This article provides an overview of MCP servers and information that will help you use Iterable's MCP Server. You can find additional details in Setting up Iterable's MCP Server.
BETA FEATURE
Iterable's MCP Server is currently in beta. MCP functionality may change, be suspended, or be discontinued at any time without notice. This software is provided "as is" and is open source and ready for you to experiment with. For more information, refer to Iterable Beta Terms.
See the readme file
for all the details about this feature, including the latest requirements and updates.
# In this article
# What is MCP?
Model Context Protocol (MCP) is an open standard that helps AI assistants (like Cursor or Claude Desktop) connect safely to external tools and their APIs. Think of MCP as a "bridge" that lets your AI app talk to platforms like Iterable.
You control the data and actions that are available to the AI agent by configuring the MCP server, and then the server enforces the rules that you set.
While Iterable's MCP Server is intended for technical users who understand how to configure and test connectors safely, you don’t need to know how to code or use APIs to use an MCP server. Once you've configured it, you can ask questions or perform actions in plain English, and the MCP server translates them for you into safe API calls.

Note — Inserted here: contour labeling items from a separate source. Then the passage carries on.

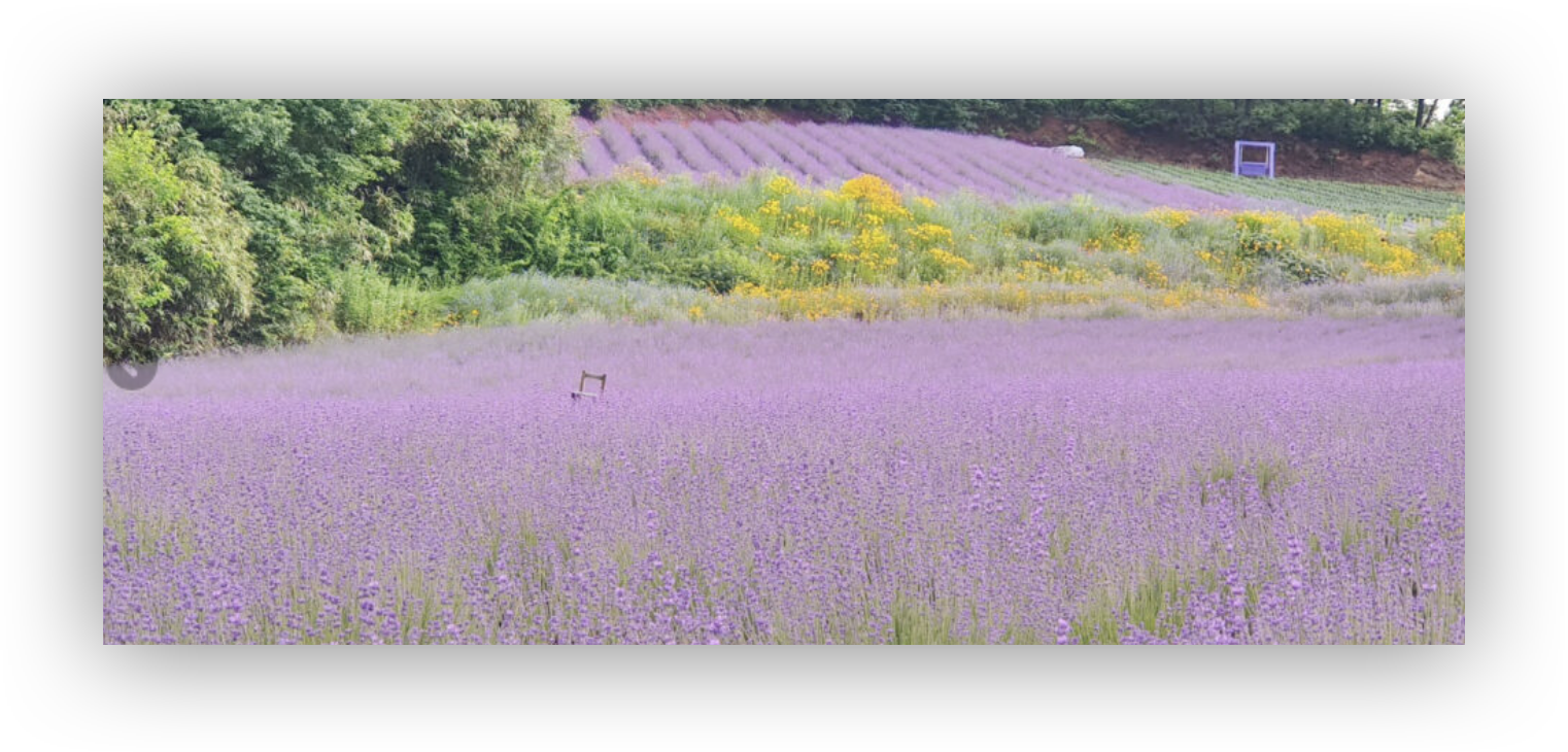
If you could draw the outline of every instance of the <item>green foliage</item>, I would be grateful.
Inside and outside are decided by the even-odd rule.
[[[401,329],[420,288],[613,266],[557,190],[564,100],[105,100],[103,141],[105,357]]]
[[[105,362],[218,345],[254,301],[249,230],[223,174],[174,133],[155,110],[103,111]]]
[[[563,100],[416,100],[397,154],[403,169],[387,190],[411,207],[412,238],[387,265],[394,276],[455,284],[519,268],[557,271],[569,207],[538,196],[577,154]]]

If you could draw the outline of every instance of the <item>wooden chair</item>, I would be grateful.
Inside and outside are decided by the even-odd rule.
[[[599,382],[599,392],[597,393],[586,390],[588,389],[588,379],[596,379]],[[583,371],[583,378],[577,379],[577,392],[572,392],[572,400],[582,400],[585,396],[591,396],[591,398],[597,400],[602,395],[604,395],[604,374],[602,373],[588,373],[588,371]]]

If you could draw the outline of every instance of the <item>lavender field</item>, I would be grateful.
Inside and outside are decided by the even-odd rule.
[[[579,128],[583,154],[571,166],[571,177],[579,180],[607,179],[638,164],[660,175],[695,179],[740,179],[773,169],[823,186],[872,174],[902,191],[933,197],[963,190],[997,201],[1085,196],[1098,205],[1134,212],[1154,207],[1303,212],[1286,201],[1159,183],[1016,141],[941,130],[724,121],[579,121]]]
[[[1452,318],[535,326],[103,385],[103,642],[1465,642],[1465,530]]]

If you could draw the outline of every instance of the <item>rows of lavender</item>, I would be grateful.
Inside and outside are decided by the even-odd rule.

# What's special about Iterable's MCP Server?
Iterable's MCP Server enables your AI assistant (LLM) to perform specific actions or queries directly in Iterable. The LLM can access nearly all of Iterable's existing API endpoints, so whatever you can do with our API, you can do by talking to your AI assistant, once Iterable's MCP Server is enabled.
TIP
As with any LLM, results can vary depending on the quality of the LLM's understanding of the question and the context you provide, so if you don't get the results you want the first time, try again with a different prompt.
# Things you should consider
Keep these things in mind when using Iterable's MCP Server.
Make sure that you're using AI tools that are approved by your organization and that you're accessing Iterable data in a way that aligns with your organization's policies. It's up to you to monitor for risks that are associated with the integrity and security of your Iterable environment.
API endpoints called by Iterable's MCP Server use the same rate limits as all other API consumers. When using endpoints that are rate-limited either per project or per organization, usage is aggregated with other API consumers. This means that using your MCP server may compete for API resources. When API requests exceed rate limits, the MCP server receives a 429 response and does not automatically retry.
Project data related to the queries you make doesn't persist on Iterable's MCP Server; responses are available only for your current AI session.
# Best practices
In addition to general best practices for using AI assistants, keep these in mind when using Iterable's MCP Server:
Iterable's MCP Server provides read capabilities, by default. You can enable write capabilities by enabling the
advancedfeature flag — for information, see thereadmefile. We recommend that you test write operations in a sandbox environment before trying them in production.Before sending any generated campaign or other content, send proofs to yourself first.
Your API key permissions govern access. Use the least-privileged key you can. For more information, refer to API Keys.
# What's supported
View the available Iterable MCP tools.
Experiments are currently supported only for email.
Tool behavior (along with supported permissions) mirrors the underlying Iterable API.
# Example uses and helpful tips
With Iterable's MCP Server, you can ask your AI assistant to look up a user, list campaigns, create a template, or send email. It's up to the LLM to figure out which tools to use to address your question. For example, you might ask your AI assistant to:
- "Summarize active campaigns right now."
- "Show email performance (opens/clicks) for the last seven days."
- "Show list memberships for
user@example.com." - "Create a new campaign from template template_id and schedule it to send to a sandbox tomorrow at 9:00 a.m."
- "List product catalogs and show 10 items from demo-catalog."
- "Enable debug logs and retrieve journeys filtered by state
Running."
General prompting best practices apply here, as they do with any AI assistant.